On Monday, 14 December 2015 at 19:56:29 UTC, dnewbie wrote:
On Monday, 14 December 2015 at 19:04:46 UTC, bachmeier wrote:
It's unanimous, at least among the three of us posting in this Reddit thread:
...

Take for example C# Docs: https://msdn.microsoft.com/en-us/library/system.collections.arraylist.addrange.aspx

Syntax C#:

public virtual void AddRange(
        ICollection c
)

Parameters:
    c
    Type: System.Collections.ICollection
The ICollection whose elements should be added to the end of the ArrayList. The collection itself cannot be null, but it can contain elements that are null.

Clean, simple and instructive!

You're not really comparing apples to apples here. isSameLength uses generics and type constraints while AddRange uses OOP. isSameLength will accept any type that conforms to the concept of a finite input range while AddRange will only accept values that inherit from or are System.Collections.ICollection. One is inherently more complex than the other.

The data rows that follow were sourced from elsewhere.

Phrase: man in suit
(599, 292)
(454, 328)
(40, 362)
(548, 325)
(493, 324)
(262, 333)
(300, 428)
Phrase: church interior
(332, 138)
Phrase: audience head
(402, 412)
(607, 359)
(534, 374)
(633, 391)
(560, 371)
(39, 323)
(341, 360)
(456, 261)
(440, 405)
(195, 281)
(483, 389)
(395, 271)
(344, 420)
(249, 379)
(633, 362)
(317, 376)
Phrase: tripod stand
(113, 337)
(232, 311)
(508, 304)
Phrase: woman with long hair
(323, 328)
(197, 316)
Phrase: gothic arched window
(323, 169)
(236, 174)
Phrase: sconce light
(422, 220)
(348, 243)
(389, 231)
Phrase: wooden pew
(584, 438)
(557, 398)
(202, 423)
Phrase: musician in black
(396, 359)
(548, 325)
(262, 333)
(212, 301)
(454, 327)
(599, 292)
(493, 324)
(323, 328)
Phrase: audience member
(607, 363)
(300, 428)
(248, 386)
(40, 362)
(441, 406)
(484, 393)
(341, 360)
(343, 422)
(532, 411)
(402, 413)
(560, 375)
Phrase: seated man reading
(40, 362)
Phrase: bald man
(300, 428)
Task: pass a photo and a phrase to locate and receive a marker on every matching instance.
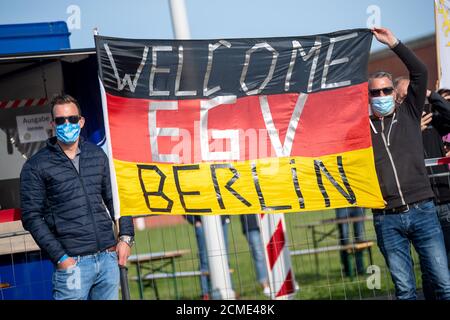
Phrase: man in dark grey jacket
(67, 206)
(410, 215)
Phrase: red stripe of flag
(16, 103)
(444, 161)
(333, 121)
(275, 245)
(287, 287)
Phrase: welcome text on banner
(240, 126)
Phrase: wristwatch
(129, 240)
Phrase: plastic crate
(34, 37)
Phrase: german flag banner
(235, 126)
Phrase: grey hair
(399, 79)
(380, 74)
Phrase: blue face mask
(382, 105)
(68, 133)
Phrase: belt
(401, 209)
(111, 249)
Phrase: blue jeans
(203, 254)
(94, 277)
(443, 212)
(344, 237)
(259, 259)
(419, 226)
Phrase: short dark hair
(399, 79)
(380, 74)
(444, 91)
(63, 99)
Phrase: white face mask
(382, 106)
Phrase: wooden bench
(149, 279)
(349, 248)
(162, 263)
(318, 236)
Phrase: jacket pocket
(50, 221)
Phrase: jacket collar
(53, 145)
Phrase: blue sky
(210, 19)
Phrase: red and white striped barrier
(12, 104)
(278, 258)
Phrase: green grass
(326, 283)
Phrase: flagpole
(218, 265)
(438, 54)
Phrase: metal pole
(124, 283)
(219, 270)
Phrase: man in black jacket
(67, 206)
(410, 215)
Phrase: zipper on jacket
(85, 194)
(392, 162)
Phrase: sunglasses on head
(62, 120)
(377, 92)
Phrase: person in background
(409, 216)
(67, 206)
(196, 221)
(251, 230)
(344, 238)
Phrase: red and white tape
(278, 258)
(12, 104)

On the otherhand, imagine a newbie looking:

bool isSameLength(Range1, Range2)(Range1 r1, Range2 r2) if (isInputRange!Range1 && isInputRange!Range2 && !isInfinite!Range1 && !isInfinite!Range2);

They can look at the examples below and see that the function accepts strings and arrays. And they can look at the parameters section and see that r1 and r2 need to be "finite input range"s if they can't read the function signature.